Mathematical Sciences: Function Theory on Convex Domains

数学科学：凸域函数论

• 批准号: 8701038
• 负责人: Harold Boas
• 金额: $ 2.66万
• 依托单位: Texas A&M Research Foundation
• 依托单位国家: 美国
• 项目类别: Continuing Grant
• 财政年份: 1987
• 资助国家: 美国
• 起止时间: 1987-07-15 至 1989-12-31
• 项目状态: 已结题
• 来源: https://www.nsf.gov/awardsearch/showAward?AWD_ID=8701038&HistoricalAwards=false
• 关键词: Mathematical; Sciences; Function; Theory; Convex

The project is concerned with mathematical research on the function theory on domains in the space of several complex variables.
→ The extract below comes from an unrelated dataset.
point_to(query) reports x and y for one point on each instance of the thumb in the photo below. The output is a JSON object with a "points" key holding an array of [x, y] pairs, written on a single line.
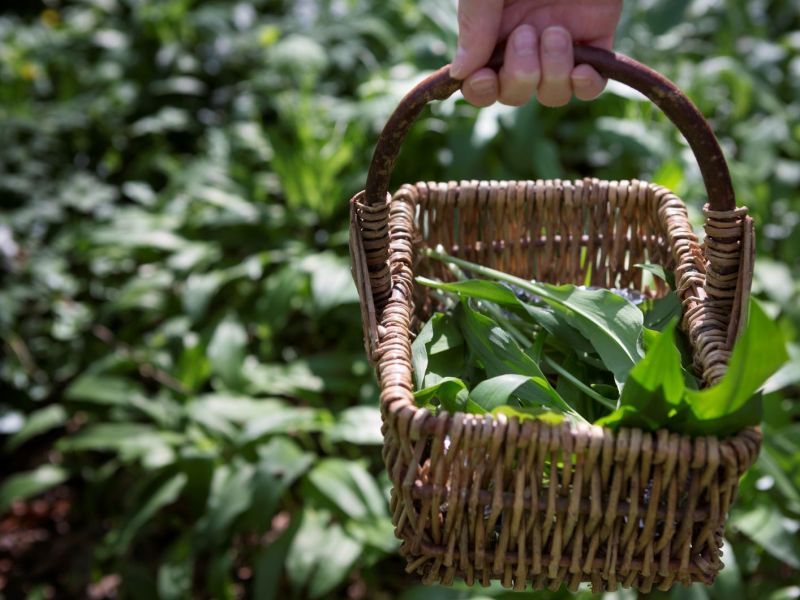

Fundamental ideas from complex analysis, partial differential equations, operator theory and integral representations are combined in these investigations. One basic goal - well understood in one variable but open in several variables - is the classification of domains into equivalence classes under holomorphic coordinate changes. Considerable progress has been made recently in this area through research on related problems of extending holomorphic maps to the boundary of regions. This was done by analysis of the Bergman projection operator. This focused attention on projections of functions onto holomorphic function spaces such as the Bergman and the Szego projections. Work will be done analyzing the regularity properties of these and related projections on convex domains. Corvex domains with real analytic boundary are of finite type so that well known methods of partial differential equations can be used to show that these projection operators preserve differentiability of functions in Sobolev spaces. Work will be done in expanding present methods and developing new tools to handle domains of infinite type.

该项目涉及的数学研究的 多复形空间中区域上的函数论 变量 从复杂的分析，局部的基本思想 微分方程、算子理论和积分 在这些调查中结合了陈述。 一个基本 目标-在一个变量中很好理解，但在几个变量中开放 变量-是将域分类为等价 全纯坐标变换下的类。 相当大 最近，通过对以下问题的研究， 全纯映射延拓到边界的相关问题 地区 这是通过分析伯格曼投影完成的 操作符. 这将注意力集中在将功能投射到 Bergman和Szego等全纯函数空间 预测。 我们将分析 这些性质和相关的凸域上的投影。 具有真实的解析边界的Corvex域是有限的 类型，因此众所周知的偏微分方法 方程可以用来表明，这些投影算子 Sobolev空间中函数的可微性。 工作 将在扩展现有方法和开发新的 处理无限类型域的工具。